Hola a todos. Tengo una duda que quisiera consultaros en cuanto al audio.

Desde siempre en mis equipos tengo instalado ALSA y el entorno de escritorio que me gusta y tengo instalado es Gnome.

El sonido siempre ha funcionado correctamente para el uso que le doy pero veo que ultimamente gnome se inclina hacia PULSE AUDIO como sistema de sonido.

Siguiendo el artículo que hay en la wiki de gentoo he instalado PULSE AUDIO en uno de mis portatiles pero la única diferencia que he notado ha sido que me ha añadido el panel de sonido en el menu "Sistema" que antes no estaba. En cuando al sonido, ninguna diferencia, mi tarjeta integrada en placa base usa el driver snd_hda_intel.

Y aqui la pregunta: 

¿Puede instalarse y usarse PULSE AUDIO sin previamente haber configurado las opciones de sonido para ALSA en el kernel e instalado las consiguientes utilidades de alsa-utils?

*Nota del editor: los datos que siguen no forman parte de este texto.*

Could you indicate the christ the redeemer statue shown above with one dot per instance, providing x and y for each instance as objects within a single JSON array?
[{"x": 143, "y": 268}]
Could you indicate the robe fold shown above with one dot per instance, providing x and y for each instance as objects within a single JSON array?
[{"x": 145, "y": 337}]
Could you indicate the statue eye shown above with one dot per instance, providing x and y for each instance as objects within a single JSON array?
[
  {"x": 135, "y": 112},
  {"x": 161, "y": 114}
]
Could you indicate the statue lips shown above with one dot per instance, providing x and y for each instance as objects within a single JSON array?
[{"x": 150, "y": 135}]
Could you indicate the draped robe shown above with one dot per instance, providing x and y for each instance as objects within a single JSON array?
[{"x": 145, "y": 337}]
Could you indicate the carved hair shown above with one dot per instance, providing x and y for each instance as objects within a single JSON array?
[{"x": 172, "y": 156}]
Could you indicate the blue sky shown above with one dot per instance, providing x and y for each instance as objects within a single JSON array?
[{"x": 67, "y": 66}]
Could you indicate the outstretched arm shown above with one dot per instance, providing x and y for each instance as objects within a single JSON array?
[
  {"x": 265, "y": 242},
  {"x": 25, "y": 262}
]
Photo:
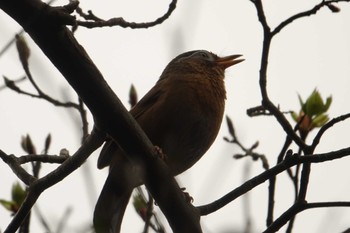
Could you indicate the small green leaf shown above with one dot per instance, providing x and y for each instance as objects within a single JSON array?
[
  {"x": 319, "y": 121},
  {"x": 7, "y": 204},
  {"x": 295, "y": 116}
]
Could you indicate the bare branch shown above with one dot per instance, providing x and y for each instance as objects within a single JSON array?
[
  {"x": 95, "y": 21},
  {"x": 279, "y": 168},
  {"x": 307, "y": 13}
]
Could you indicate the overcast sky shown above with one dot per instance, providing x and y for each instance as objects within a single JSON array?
[{"x": 311, "y": 53}]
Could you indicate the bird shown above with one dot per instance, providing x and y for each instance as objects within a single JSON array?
[{"x": 181, "y": 115}]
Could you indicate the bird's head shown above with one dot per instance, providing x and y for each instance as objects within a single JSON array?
[{"x": 203, "y": 62}]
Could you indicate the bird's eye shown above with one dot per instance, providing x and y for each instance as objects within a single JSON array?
[{"x": 203, "y": 54}]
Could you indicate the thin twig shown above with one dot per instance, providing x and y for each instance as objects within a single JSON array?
[{"x": 95, "y": 21}]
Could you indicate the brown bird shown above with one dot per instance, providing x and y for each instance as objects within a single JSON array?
[{"x": 181, "y": 114}]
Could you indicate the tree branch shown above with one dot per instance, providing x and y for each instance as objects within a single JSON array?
[
  {"x": 98, "y": 22},
  {"x": 268, "y": 174},
  {"x": 47, "y": 28}
]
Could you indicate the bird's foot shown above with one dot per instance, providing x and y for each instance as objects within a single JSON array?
[
  {"x": 187, "y": 196},
  {"x": 160, "y": 153}
]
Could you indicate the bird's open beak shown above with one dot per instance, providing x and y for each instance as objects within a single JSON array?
[{"x": 228, "y": 61}]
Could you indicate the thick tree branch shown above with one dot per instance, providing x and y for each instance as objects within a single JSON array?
[{"x": 46, "y": 26}]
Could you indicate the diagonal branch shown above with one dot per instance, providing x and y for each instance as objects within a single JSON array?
[
  {"x": 268, "y": 174},
  {"x": 307, "y": 13}
]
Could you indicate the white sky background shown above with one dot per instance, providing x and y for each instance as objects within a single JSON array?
[{"x": 311, "y": 52}]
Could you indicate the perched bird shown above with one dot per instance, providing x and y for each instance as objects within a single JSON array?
[{"x": 181, "y": 114}]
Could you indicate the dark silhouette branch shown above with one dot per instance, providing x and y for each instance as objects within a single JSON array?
[
  {"x": 46, "y": 25},
  {"x": 307, "y": 13},
  {"x": 37, "y": 186},
  {"x": 299, "y": 207},
  {"x": 288, "y": 162},
  {"x": 94, "y": 21}
]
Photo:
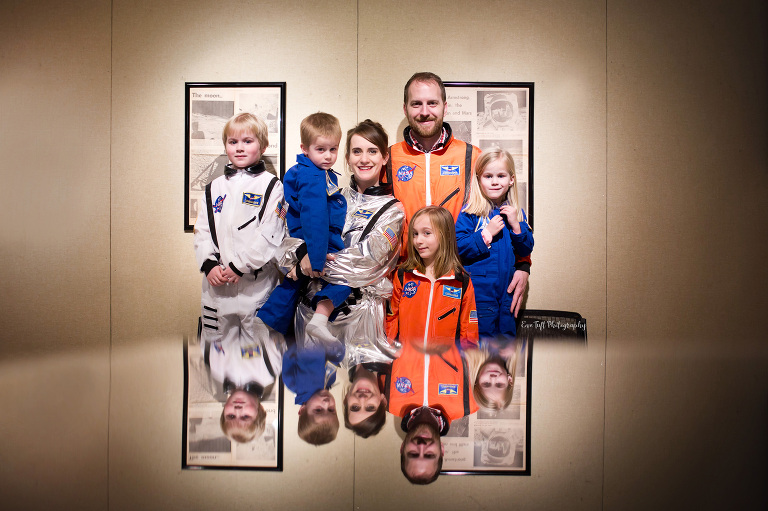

En resumen, saber si es viable usar PULSE-AUDIO sin ALSA.

Saludos a todos.

----------

## Inodoro_Pereyra

No soy la persona mas indicada para hablar de esto (por que siempre fuí de pasar de arts, Phonon, Pulseaudio y demáses) pero si no entendí mal, cualquiera de los anteriores además de las ventajas que de por si conllevan necesitan de Alsa u OSS como backend así que imagino que una cosa sin la otra no podría ser.

Salud!

----------

## i92guboj

Pulseaudio no es un driver, y no sabe hablar con tu hardware. Es un servidor al que las aplicaciones recurren a la hora de generar sonido, pero el trabajo a bajo nivel lo tiene que hacer un driver. No se qué backends soporta pulseaudio (aparte de ALSA), pero siempre vas a necesitar un driver por debajo de pulseaudio (o de phonon, o de esound, o de cualquier otro servidor de sonido o similar), ya sea alsa, oss, o cualquier otro en sistemas no-linux.

----------

## lluisparcet

Gracias a los dos.

Parece claro que tendré que seguir utilizando ALSA.

Saludos.

----------